Our comparison of the gene complement of 11 strains from the Vibrionaceae established a core proteome composed of 1,882 proteins. As expected, this is significantly smaller than the single-species core genome of 2,741 genes established for V. cholerae N16961 by Keymer et al. (30). However, for a family level core proteome, it is remarkably large, even relative to genus-level core genomes for other taxa. In the genus Streptococcus, for example, Lefébure and Stanhope estimated the core genome to be 611 genes (36).

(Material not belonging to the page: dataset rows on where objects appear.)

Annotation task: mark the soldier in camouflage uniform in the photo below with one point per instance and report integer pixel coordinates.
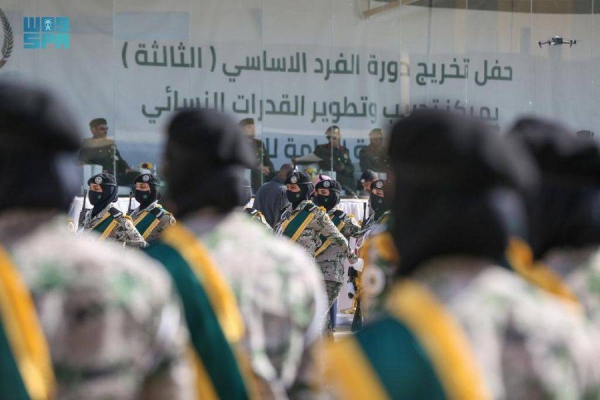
(329, 256)
(111, 322)
(565, 232)
(459, 325)
(150, 217)
(105, 219)
(304, 222)
(277, 288)
(378, 252)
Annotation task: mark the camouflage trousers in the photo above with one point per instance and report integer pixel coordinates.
(333, 290)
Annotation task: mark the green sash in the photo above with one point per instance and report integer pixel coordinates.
(25, 365)
(147, 221)
(295, 225)
(338, 221)
(108, 223)
(417, 352)
(212, 318)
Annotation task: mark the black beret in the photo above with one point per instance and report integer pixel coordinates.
(333, 128)
(32, 120)
(208, 140)
(97, 121)
(103, 179)
(329, 184)
(564, 158)
(150, 179)
(298, 178)
(367, 176)
(436, 148)
(246, 121)
(379, 184)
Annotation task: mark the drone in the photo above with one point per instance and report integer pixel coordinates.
(556, 40)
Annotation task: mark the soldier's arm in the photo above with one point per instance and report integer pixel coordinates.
(129, 234)
(348, 166)
(365, 160)
(326, 228)
(351, 227)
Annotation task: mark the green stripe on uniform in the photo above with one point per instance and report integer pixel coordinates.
(207, 337)
(399, 361)
(11, 384)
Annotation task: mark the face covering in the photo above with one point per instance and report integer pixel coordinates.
(95, 197)
(327, 201)
(101, 199)
(144, 197)
(376, 201)
(294, 197)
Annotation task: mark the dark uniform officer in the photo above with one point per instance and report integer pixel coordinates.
(105, 219)
(335, 157)
(373, 156)
(150, 218)
(264, 170)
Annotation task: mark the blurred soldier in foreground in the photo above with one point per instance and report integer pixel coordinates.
(252, 300)
(329, 256)
(78, 319)
(565, 230)
(105, 218)
(150, 218)
(459, 325)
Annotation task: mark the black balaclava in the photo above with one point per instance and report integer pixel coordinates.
(38, 144)
(204, 162)
(566, 212)
(451, 178)
(108, 195)
(246, 193)
(380, 204)
(333, 199)
(366, 176)
(302, 179)
(147, 197)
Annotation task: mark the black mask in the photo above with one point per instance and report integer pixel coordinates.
(144, 197)
(101, 199)
(294, 197)
(95, 197)
(328, 201)
(377, 202)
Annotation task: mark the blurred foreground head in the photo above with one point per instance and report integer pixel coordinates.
(38, 145)
(457, 188)
(567, 208)
(205, 158)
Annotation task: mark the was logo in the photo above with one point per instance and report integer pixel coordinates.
(44, 32)
(8, 39)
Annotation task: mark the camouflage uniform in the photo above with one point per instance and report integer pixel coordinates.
(380, 259)
(165, 218)
(279, 293)
(112, 322)
(258, 217)
(331, 262)
(580, 270)
(124, 232)
(321, 225)
(527, 343)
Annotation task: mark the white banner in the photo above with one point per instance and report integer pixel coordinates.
(296, 68)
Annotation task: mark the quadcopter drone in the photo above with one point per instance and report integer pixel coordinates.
(556, 40)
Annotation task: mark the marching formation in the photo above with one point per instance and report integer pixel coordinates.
(476, 271)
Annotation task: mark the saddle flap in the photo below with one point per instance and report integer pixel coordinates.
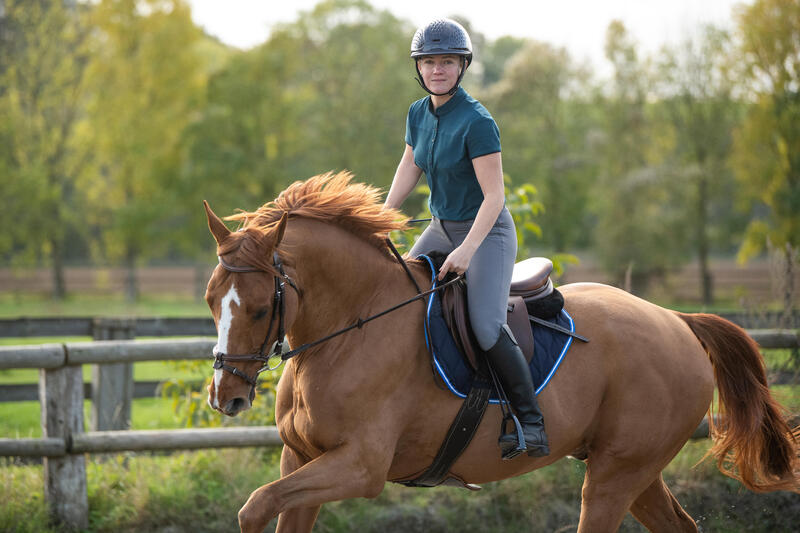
(520, 325)
(454, 309)
(531, 275)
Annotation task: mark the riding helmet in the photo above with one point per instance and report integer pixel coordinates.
(438, 37)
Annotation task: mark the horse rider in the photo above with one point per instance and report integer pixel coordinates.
(453, 139)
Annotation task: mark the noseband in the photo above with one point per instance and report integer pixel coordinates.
(278, 315)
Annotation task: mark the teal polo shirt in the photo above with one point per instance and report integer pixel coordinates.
(445, 141)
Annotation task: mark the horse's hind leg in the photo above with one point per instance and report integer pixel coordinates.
(658, 510)
(345, 472)
(299, 520)
(611, 485)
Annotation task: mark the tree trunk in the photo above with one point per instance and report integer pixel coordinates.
(788, 286)
(131, 285)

Roughly 49% of all the proteins in V. cholerae are part of the core proteome. Just over one-third (35%) of the V. cholerae N16961 proteins that have been classified as virulence or virulence-associated proteins are also found in the core proteome, that is, they are found in the avirulent strains and in strains that have other modes of infection. Thus, while it is probable that they carry out functions that are required for the establishment of an infection, these virulence-related proteins are not expressed solely in the human host environment. Indeed, it is known that certain virulence proteins can confer an advantage on V. cholerae outside the host, and these have been termed dual-role colonization factors (53, 69). For example, the TCP appears to play a role in the colonization of chitinous surfaces in the environment, as well as in colonization of the human gut (52), and a chitin binding protein, needed for the colonization of copepods, shrimp, and other chitinous surfaces in the environment, also aids in the colonization of epithelial cells (33). Thus, it is quite possible that some genes that are found in the core proteome and appear to be virulence lifestyle genes may have unrecognized roles as virulence-associated genes or even encode true virulence factors.
We classified the orthologous proteins according to their relationships with the COGs at NCBI. The size of each of the functional groups found in the V. cholerae N16961 proteome is shown in Fig. Fig.22 (top), along with its degree distribution. The noncore proteins (bottom) (classified by NCBI) and the proteins that we were unable to place in a COG group (class X) have lower connectivity within the network. Proteins in COG classes J (translation, ribosomal structure, and biogenesis) and D (cell cycle control, cell division, and chromosome partitioning) had the highest mean degrees, significantly higher than those of other groups. They were followed by F (nucleotide transport and metabolism) and L (replication, recombination, and repair). This is not unexpected, given that many of these proteins are essential to the survival of the cell. The proteins in COG classes P (inorganic-ion transport and metabolism) and K (transcription) had the lowest mean degrees. This might be explained by the differences in how these sets of proteins interact with other proteins. They do not form large complexes, like the ribosome; indeed, many may be parts of specialized metabolic pathways in which they interact with a few other proteins via common substrates.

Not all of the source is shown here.